Bar graph showing that sleep apnea is more common in older, heavier people

Sleep apnea is a common problem, especially in older and obese people, that can result in sleep deprivation and daytime sleepiness.

In 2017, Lim wrote an article on current sleep apnea management in the Annual Review of Medicine. Like the Harvard team, she and coauthor Allan Pack, director of the University of Pennsylvania’s Center for Sleep and Circadian Neurobiology, argue for an individualized approach to diagnosis and treatment. But to them, that means better defining sleep apnea subtypes and then making the most of existing treatment options.

Beyond CPAP, available devices include mouth-guard–like instruments that open up the airways by moving the lower jaw forward and implantable nerve stimulators that jolt the tongue muscles to keep them from sagging into the throat. Weight loss also helps in many cases. “So, if you get a diagnosis of sleep apnea, it doesn’t mean that you are tied to the CPAP,” Lim says. “There are so many options these days.” And by learning more about how different apnea subtypes respond to different proven interventions, “we will be able to better tailor treatment for each individual,” she adds.

No other device may work as well for everybody as CPAP, but many patients prefer the convenience or comfort of the alternatives.
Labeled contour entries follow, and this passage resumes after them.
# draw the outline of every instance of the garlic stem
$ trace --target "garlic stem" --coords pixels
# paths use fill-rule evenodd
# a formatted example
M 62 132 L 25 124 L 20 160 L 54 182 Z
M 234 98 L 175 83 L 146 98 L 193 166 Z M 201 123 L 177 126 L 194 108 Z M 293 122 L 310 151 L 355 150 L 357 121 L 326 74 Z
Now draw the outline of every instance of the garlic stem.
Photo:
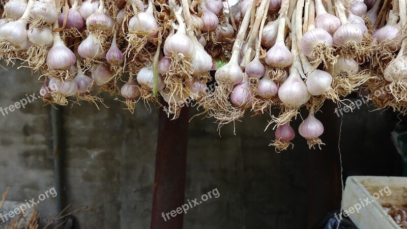
M 184 23 L 184 19 L 182 19 L 181 16 L 181 13 L 182 13 L 182 7 L 180 7 L 178 11 L 175 13 L 175 17 L 177 18 L 177 21 L 178 22 L 179 24 L 177 32 L 185 34 L 186 32 L 185 23 Z
M 302 34 L 305 34 L 308 27 L 309 2 L 310 0 L 305 0 L 305 5 L 304 7 L 304 24 L 302 26 Z
M 31 9 L 33 6 L 34 6 L 34 0 L 30 0 L 27 4 L 27 8 L 25 9 L 25 11 L 24 11 L 24 14 L 18 20 L 22 21 L 25 24 L 27 24 L 30 19 L 30 17 L 31 15 Z
M 346 15 L 345 14 L 345 8 L 343 7 L 343 5 L 340 2 L 338 2 L 336 3 L 336 12 L 338 14 L 339 19 L 340 19 L 342 25 L 347 24 L 347 18 L 346 18 Z
M 309 4 L 309 9 L 308 9 L 308 30 L 315 28 L 315 3 L 313 0 L 311 0 Z
M 250 27 L 250 35 L 249 36 L 249 39 L 246 40 L 246 42 L 248 44 L 247 50 L 245 53 L 244 56 L 243 56 L 243 61 L 242 62 L 242 64 L 241 65 L 241 66 L 242 67 L 245 67 L 251 59 L 251 52 L 253 43 L 254 42 L 254 40 L 256 38 L 258 37 L 258 33 L 259 33 L 259 32 L 260 31 L 259 30 L 259 26 L 261 25 L 262 22 L 263 25 L 264 25 L 264 23 L 266 21 L 265 19 L 265 20 L 263 20 L 265 17 L 265 12 L 266 12 L 266 16 L 267 17 L 267 13 L 269 9 L 269 5 L 270 5 L 270 1 L 261 1 L 261 3 L 260 4 L 260 6 L 258 7 L 258 8 L 257 8 L 256 13 L 253 15 L 255 15 L 255 19 L 253 24 L 252 24 Z M 263 28 L 261 28 L 261 30 L 263 31 Z M 257 44 L 257 43 L 256 44 L 256 47 Z M 257 51 L 257 48 L 255 48 Z
M 247 9 L 252 9 L 253 6 L 253 0 L 250 0 L 249 5 L 247 6 Z M 243 20 L 239 28 L 238 35 L 236 36 L 236 39 L 235 41 L 235 43 L 233 44 L 233 48 L 232 51 L 232 56 L 230 58 L 230 61 L 232 59 L 236 59 L 236 63 L 238 62 L 239 56 L 240 55 L 240 49 L 242 48 L 242 46 L 243 44 L 245 36 L 246 36 L 246 32 L 249 26 L 249 22 L 250 20 L 250 17 L 251 14 L 251 10 L 248 11 L 245 14 L 243 17 Z M 236 55 L 236 56 L 234 56 Z
M 184 19 L 185 20 L 185 24 L 188 28 L 193 28 L 192 24 L 192 18 L 191 17 L 191 13 L 189 12 L 189 3 L 188 0 L 181 0 L 182 4 L 182 9 L 184 11 Z M 193 33 L 193 30 L 191 30 L 191 33 Z
M 130 1 L 130 4 L 131 4 L 131 8 L 133 8 L 133 13 L 134 14 L 134 16 L 137 17 L 137 7 L 136 6 L 136 4 L 134 3 L 134 0 L 129 0 Z
M 324 5 L 322 4 L 322 0 L 315 0 L 315 8 L 316 12 L 316 16 L 328 13 L 325 10 L 325 8 L 324 7 Z
M 98 10 L 96 11 L 96 13 L 103 14 L 104 13 L 104 11 L 105 11 L 105 1 L 99 0 L 99 7 L 98 8 Z
M 399 0 L 399 11 L 400 16 L 400 22 L 401 23 L 401 31 L 402 35 L 405 35 L 405 25 L 407 24 L 407 9 L 406 7 L 405 3 L 406 0 Z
And importantly, all devices on the market are backed by concrete clinical data showing they are safe and effective — whereas with drugs, despite some promising preliminary findings, “we’re not quite there now,” Lim says.

Still, as researchers continue their pursuit, personalized drug treatments might not be that far off. And they couldn’t come soon enough for some patients.

Jason, a Bostonian in his late 40s, had battled sleep apnea for more than 15 years, during which time he underwent surgery to remove tissue in his throat and tried various devices and sleeping pills, all to still feel exhausted each morning. Then, two years ago, he signed up to receive the Harvard team’s experimental drug combination as part of a pilot study evaluating the effects of a full week of treatment.

For seven days, he forwent the CPAP, set aside the mouth guard, swore off the Ambien and simply popped two experimental pills each night before going to bed. It worked. “I generally don’t get recuperative sleep,” says Jason, who requested his last name not be used. “But when I took this medicine and I woke up, I would feel a little more refreshed.” As an added bonus: His wife, in the bed next to him, slept better as well.

But after finishing the study, Jason no longer had access to the experimental drugs, and he was forced to start again with the mouth guard — a device he describes as painful, uncomfortable and only marginally beneficial. “And that’s sort of where I am,” Jason says. Like many people with sleep apnea, including my father-in-law, he can only wait and hope.